With the UvA’s greater financial concerns, financial expertise was brought in-house. The Maagdenhuis itself offers a dismal illustration: when not occupied, this university administration building houses twenty-one employees dealing with Real Estate Management, thirteen with Finance and Control, eight in Strategy and Information, and only seven in Academic Affairs.
What did all this mean for scholarship and teaching? For scholarship, it meant that funding was tied more and more to academic output according to key performance indicators; it introduced metrics for things that aren’t so precisely measurable, and the agenda was set more and more by national funding organizations. (Are four articles that happen to appear in peer-reviewed journals better than one solid book? And isn’t that demand for specialized, wetenschappelijk [“scientific”] production at odds with the simultaneous demand that we “valorize” our work and grandly proclaim its social relevance?)

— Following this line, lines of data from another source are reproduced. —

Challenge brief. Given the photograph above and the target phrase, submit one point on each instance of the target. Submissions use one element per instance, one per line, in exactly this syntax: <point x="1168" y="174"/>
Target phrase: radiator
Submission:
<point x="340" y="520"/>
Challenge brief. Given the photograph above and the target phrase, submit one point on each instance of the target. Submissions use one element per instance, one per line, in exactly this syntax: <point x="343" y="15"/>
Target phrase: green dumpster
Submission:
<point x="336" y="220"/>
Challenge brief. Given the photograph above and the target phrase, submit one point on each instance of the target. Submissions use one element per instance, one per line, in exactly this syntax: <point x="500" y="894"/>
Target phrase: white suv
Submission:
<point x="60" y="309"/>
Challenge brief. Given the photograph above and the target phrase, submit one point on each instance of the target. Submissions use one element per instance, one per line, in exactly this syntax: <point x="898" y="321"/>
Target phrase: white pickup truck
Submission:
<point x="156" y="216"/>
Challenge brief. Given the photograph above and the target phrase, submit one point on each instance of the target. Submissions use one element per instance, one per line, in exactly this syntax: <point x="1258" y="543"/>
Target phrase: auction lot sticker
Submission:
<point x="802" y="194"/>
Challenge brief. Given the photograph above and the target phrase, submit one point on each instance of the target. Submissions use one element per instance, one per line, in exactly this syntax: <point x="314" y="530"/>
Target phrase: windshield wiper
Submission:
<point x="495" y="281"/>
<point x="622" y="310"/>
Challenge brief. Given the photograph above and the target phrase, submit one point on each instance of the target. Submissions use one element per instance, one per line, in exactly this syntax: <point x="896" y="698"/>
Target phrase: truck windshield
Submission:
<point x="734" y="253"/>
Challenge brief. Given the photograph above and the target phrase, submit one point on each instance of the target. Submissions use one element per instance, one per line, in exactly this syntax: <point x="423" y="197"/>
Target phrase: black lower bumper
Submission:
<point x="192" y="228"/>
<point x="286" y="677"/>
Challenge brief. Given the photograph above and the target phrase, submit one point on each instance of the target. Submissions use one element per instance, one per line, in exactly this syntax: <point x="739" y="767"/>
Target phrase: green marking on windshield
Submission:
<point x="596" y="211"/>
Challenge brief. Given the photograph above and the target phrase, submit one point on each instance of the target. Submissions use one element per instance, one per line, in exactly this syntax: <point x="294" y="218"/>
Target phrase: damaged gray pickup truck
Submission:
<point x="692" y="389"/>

For teaching, it means deprofessionalization, in that it erodes professional security and relies more and more on cheaper, nonpermanent contracts. Curricula are streamlined, and degrees are churned out at a faster pace. Engelen et al. worry that the university is becoming “a Fordist production machine for academic certificates.” Students have less time and money to pursue their studies, even as the labor market is less welcoming than it was before the crisis.
It has also meant more administrative bullshit. David Graeber’s new book on bureaucracy proposes an “Iron Law of Liberalism”: “any market reform, any government initiative intended to reduce red tape and promote market forces will have the ultimate effect of increasing the total number of regulations, the total amount of paperwork, and the total number of bureaucrats the government employs.” That seems to apply here, too. Efficiency-thinking has not been not very efficient.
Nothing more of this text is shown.